The voice of the cyclist was not forgotten. It belonged Alastair Jackson, a design engineer for Arup, who has the last word: “It doesn’t take long to cycle to York, in and out.”

Meet the experts

Susie Cawood
Susie Cawood is head of York & North Yorkshire Chamber of Commerce, and represents member interests across the region.

Brian De Vere
Newcastle-born, moving to North Yorkshire in 1985, Brian has spent 35 years in banking, latterly nine years with Yorkshire Bank, based in York. Manages a portfolio of the bank’s larger SMEs across North Yorkshire, with a predominance of property/hotels and professional connections.

David Cullen
David is director of SAND Consulting, which provides strategic level business support to the local government and voluntary sectors, particularly regarding social and economic transformation initiatives.

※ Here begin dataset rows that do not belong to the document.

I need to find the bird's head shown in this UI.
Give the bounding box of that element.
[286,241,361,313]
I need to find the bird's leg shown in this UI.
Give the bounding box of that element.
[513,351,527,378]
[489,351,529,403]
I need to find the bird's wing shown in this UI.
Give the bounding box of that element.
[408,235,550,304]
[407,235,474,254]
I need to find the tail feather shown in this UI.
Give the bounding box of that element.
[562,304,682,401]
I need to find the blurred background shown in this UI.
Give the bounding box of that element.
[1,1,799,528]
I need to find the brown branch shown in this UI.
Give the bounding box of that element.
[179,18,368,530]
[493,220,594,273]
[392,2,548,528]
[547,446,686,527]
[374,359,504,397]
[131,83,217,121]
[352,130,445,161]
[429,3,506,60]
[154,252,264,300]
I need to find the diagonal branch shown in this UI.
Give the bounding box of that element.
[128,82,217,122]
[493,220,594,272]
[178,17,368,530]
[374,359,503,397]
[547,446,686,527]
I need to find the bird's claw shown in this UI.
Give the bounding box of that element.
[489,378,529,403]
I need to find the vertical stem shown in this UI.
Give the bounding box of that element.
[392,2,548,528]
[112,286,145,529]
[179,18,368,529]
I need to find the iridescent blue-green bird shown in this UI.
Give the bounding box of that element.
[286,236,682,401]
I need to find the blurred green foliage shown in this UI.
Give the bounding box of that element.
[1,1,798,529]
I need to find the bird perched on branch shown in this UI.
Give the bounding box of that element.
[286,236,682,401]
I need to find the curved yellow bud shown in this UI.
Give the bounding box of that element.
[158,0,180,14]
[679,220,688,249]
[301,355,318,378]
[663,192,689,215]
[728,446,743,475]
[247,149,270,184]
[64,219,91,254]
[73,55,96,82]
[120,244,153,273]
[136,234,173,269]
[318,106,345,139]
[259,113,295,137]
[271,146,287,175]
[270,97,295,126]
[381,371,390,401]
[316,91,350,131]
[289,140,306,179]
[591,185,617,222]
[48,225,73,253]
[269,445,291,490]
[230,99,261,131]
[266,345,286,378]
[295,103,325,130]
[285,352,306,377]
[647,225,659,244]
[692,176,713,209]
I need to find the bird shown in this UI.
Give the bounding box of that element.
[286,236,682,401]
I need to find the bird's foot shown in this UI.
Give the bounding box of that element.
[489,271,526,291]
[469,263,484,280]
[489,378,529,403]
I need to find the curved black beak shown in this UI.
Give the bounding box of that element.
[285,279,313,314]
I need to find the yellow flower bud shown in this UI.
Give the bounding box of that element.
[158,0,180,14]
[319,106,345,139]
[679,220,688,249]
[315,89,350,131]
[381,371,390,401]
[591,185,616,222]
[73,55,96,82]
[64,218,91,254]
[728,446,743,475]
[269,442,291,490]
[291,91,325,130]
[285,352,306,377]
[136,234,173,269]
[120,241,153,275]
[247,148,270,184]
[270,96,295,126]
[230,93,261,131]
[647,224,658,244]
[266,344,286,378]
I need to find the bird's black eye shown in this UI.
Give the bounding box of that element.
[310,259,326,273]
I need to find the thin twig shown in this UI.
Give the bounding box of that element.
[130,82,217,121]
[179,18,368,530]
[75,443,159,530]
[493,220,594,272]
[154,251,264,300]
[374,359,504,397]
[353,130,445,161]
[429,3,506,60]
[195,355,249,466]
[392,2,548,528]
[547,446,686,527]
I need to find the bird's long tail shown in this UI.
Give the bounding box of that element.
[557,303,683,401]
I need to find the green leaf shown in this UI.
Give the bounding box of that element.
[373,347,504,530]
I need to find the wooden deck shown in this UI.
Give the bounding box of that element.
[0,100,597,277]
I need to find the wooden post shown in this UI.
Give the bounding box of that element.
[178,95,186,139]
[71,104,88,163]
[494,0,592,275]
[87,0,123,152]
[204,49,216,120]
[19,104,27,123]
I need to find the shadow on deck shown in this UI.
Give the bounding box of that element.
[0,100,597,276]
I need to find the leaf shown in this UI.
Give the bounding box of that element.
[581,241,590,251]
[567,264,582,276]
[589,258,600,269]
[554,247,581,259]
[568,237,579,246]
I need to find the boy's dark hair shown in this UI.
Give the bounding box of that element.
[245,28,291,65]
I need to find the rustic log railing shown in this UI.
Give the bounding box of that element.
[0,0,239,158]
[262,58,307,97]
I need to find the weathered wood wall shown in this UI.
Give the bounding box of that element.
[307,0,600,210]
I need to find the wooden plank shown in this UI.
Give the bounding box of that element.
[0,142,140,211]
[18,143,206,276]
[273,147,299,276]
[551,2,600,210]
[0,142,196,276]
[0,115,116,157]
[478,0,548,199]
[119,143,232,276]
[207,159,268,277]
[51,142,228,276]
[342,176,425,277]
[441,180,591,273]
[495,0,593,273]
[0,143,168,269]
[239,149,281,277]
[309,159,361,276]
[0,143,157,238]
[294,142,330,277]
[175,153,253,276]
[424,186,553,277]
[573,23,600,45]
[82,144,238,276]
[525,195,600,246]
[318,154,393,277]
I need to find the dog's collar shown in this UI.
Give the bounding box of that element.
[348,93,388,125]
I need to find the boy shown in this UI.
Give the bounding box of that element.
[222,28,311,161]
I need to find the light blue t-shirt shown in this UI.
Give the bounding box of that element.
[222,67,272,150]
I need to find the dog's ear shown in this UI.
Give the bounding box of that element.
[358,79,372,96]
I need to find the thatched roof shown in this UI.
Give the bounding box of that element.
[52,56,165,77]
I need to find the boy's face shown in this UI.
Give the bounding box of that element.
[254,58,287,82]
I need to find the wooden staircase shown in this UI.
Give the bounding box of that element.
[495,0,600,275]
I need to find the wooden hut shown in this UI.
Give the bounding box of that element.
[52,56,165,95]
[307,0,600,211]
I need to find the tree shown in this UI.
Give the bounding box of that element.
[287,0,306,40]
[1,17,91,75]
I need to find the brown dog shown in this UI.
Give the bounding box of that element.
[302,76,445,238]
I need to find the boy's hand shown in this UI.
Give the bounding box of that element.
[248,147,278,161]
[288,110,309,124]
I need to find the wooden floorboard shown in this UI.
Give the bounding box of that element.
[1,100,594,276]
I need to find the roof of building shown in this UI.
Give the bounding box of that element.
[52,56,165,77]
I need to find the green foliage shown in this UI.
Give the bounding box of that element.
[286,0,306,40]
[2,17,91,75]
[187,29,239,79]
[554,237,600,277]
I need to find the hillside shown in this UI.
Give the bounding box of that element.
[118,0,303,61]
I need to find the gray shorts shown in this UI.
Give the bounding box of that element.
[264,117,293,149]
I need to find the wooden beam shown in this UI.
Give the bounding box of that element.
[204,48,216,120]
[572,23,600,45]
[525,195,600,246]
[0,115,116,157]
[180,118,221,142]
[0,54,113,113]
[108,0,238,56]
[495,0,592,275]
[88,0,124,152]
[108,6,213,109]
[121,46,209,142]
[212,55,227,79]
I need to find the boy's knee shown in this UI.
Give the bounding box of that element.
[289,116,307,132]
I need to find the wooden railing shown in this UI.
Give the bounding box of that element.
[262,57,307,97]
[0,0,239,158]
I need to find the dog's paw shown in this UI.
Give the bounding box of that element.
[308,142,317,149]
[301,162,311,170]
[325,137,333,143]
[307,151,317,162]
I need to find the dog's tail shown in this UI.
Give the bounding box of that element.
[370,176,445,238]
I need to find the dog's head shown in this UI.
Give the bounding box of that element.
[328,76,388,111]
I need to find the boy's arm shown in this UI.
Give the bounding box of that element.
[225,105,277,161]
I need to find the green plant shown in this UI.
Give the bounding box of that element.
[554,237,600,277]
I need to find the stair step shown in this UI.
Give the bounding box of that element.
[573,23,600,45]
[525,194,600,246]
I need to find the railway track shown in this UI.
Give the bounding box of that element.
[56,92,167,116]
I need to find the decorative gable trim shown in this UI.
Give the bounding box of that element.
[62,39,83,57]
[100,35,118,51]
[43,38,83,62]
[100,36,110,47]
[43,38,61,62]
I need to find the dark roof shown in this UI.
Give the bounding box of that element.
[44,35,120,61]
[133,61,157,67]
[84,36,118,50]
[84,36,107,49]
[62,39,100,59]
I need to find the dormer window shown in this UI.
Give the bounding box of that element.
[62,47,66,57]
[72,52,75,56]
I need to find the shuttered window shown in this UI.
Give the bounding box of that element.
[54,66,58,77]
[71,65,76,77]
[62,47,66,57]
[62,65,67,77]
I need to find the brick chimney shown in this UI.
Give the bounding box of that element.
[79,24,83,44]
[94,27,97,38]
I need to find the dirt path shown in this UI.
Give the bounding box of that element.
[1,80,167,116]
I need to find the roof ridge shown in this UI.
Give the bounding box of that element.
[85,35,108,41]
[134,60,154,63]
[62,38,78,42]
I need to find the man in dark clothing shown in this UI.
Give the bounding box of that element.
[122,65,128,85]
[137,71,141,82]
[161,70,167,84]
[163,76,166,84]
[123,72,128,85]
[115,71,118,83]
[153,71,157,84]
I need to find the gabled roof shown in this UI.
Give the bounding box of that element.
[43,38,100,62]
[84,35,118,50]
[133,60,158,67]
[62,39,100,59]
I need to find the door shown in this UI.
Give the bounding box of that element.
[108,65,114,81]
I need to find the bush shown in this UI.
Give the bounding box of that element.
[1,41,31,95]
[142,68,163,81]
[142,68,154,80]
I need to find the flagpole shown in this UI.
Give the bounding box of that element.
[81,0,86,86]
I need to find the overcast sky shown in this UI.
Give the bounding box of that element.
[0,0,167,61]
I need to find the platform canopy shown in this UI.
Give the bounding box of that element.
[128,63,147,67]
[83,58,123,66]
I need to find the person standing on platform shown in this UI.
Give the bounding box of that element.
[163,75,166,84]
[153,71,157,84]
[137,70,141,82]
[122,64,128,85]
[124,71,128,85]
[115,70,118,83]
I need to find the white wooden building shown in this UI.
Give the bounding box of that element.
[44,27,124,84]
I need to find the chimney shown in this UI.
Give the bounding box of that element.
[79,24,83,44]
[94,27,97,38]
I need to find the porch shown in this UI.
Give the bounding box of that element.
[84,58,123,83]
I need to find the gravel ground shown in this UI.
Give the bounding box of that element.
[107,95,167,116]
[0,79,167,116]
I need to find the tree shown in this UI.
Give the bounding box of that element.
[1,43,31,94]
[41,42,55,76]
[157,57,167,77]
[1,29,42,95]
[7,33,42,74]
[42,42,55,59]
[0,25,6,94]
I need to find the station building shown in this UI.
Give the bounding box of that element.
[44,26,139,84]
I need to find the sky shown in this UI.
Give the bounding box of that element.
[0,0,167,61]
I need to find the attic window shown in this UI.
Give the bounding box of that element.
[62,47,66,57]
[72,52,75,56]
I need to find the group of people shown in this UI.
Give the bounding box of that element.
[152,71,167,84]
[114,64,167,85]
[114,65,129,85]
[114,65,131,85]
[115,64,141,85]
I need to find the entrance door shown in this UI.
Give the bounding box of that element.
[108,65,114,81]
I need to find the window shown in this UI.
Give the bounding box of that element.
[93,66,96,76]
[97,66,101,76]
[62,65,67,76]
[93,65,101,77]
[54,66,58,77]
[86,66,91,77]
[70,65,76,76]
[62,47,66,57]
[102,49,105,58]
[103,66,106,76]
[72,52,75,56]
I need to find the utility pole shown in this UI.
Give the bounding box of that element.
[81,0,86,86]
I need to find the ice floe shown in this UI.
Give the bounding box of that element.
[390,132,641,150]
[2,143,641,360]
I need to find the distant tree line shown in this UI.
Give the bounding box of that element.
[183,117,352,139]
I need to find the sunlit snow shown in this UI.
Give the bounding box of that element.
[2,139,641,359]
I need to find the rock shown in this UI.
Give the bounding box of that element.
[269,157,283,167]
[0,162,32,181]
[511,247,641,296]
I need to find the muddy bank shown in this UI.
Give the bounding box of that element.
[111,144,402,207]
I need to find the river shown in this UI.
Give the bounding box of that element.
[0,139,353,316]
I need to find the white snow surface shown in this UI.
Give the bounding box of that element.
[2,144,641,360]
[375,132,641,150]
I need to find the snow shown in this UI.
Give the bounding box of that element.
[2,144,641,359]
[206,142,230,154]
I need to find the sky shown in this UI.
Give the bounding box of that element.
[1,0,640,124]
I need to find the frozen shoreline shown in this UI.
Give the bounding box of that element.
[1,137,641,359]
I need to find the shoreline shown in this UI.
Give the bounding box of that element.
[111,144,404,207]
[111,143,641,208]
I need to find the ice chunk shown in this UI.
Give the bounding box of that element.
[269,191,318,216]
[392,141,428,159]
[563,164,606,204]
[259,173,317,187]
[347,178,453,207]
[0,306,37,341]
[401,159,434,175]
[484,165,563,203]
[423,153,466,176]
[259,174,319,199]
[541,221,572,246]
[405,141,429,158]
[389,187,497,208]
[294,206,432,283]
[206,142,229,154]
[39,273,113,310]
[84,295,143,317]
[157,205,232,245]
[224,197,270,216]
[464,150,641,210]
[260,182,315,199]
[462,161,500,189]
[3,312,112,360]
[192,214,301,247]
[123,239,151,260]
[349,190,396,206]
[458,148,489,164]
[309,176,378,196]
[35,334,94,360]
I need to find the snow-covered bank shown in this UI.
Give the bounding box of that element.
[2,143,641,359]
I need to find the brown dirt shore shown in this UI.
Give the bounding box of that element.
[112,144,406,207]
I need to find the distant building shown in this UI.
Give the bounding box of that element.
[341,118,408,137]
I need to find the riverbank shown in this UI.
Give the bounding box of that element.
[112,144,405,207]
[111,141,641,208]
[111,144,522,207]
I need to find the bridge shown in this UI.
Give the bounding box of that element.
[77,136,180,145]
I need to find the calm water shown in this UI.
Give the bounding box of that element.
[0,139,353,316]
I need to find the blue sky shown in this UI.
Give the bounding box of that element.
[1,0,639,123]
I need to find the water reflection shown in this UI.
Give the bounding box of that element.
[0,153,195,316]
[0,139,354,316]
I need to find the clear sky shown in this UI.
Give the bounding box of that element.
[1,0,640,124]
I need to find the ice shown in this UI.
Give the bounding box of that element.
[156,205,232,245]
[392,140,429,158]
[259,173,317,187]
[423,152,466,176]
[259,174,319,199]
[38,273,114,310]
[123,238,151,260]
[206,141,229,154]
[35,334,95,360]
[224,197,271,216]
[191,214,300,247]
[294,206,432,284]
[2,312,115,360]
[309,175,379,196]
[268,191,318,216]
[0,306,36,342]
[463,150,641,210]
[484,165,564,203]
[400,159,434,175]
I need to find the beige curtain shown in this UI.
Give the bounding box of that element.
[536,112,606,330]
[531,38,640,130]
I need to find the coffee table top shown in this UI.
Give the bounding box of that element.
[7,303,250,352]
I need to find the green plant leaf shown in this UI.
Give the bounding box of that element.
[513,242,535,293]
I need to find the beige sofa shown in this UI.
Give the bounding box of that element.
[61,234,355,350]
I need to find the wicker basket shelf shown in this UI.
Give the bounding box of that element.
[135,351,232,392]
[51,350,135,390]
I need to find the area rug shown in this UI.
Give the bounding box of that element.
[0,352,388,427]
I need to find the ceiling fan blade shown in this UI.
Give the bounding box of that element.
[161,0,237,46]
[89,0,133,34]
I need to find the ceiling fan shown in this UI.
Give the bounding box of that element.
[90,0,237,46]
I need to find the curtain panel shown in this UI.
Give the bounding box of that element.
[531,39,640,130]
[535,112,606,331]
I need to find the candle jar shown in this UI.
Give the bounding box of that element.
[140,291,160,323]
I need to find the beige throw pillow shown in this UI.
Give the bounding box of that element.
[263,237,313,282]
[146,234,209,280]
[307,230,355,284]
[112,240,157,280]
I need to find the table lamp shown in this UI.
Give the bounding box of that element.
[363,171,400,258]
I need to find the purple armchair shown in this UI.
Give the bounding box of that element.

Currently, his major client responsibility is as chief executive of NYnet, a broadband social enterprise provider in North Yorkshire, established in March 2007.

Matthew Lamb
Matthew Lamb has been managing director of the Potter Group since October 2005. He has occupied a variety of management roles for major third-party logistics companies and spent the previous seven years with Saint-Gobain in the UK, most recently as Jewson's logistics director. Prior to that he worked at Hays and TDG. He began his career as a graduate trainee with NFC in 1987. He is a member of the Chartered Institute of Logistics and Transport.

Dave Alexander
Dave has more than 20 years experience working within the UK bus industry. In his present role as managing director for First West & North Yorkshire he is responsible for more than 1,200 vehicles and 3,000 staff and a turnover of about £160 million.

Chris Williams
Chris is managing director of Eborcraft, a well-established manufacturer of wood veneer office furniture, founded in 1895.

Shaun Watts
Founded Chameleon Business Interiors in1998, a company specialising in interior design, fit out, furnishing and project management throughout the UK. Shaun is also a non-exec director of Pure Business Solutions, the commercial division of York College. He is the president of the York & North Yorkshire Chamber of Commerce and has been a board director since 2004.

Alastair Jackson
Alastair Jackson is an associate director with design, engineering and business consultants Arup. He has a broad range of engineering experience both within the UK and abroad and leads Arup’s new office in York.

Lindsay Ross
Lindsay Ross has more than 30 years experience gained in the highly competitive construction and property industries. He has worked as a senior and founding member of the successful Yorkshire-based business, Severfield-Rowen PLC, for 25 years.

Jackie Mathers
As dean, Jackie is responsible for strategic management of York St John Business School, working across all areas and building partnerships regionally, national and internationally. Jackie influences both the direction of the business school and the university through membership of a wide variety of university and external committees.

Patrick Shepherd
Patrick Shepherd is deputy chairman of the Shepherd Group. 1977-2003 – various roles within the group’s manufacturing division, ending up as executive chairman and divisional chief executive 1996-2003. 2003-2008 – chairman of Shepherd Construction and SES. CBI regional councillor (and chairman 2001/02) from 1994-2005. Board member of Venturefest Yorkshire. Chairman of York Against Cancer since 2002. Member of the Court of the University of York.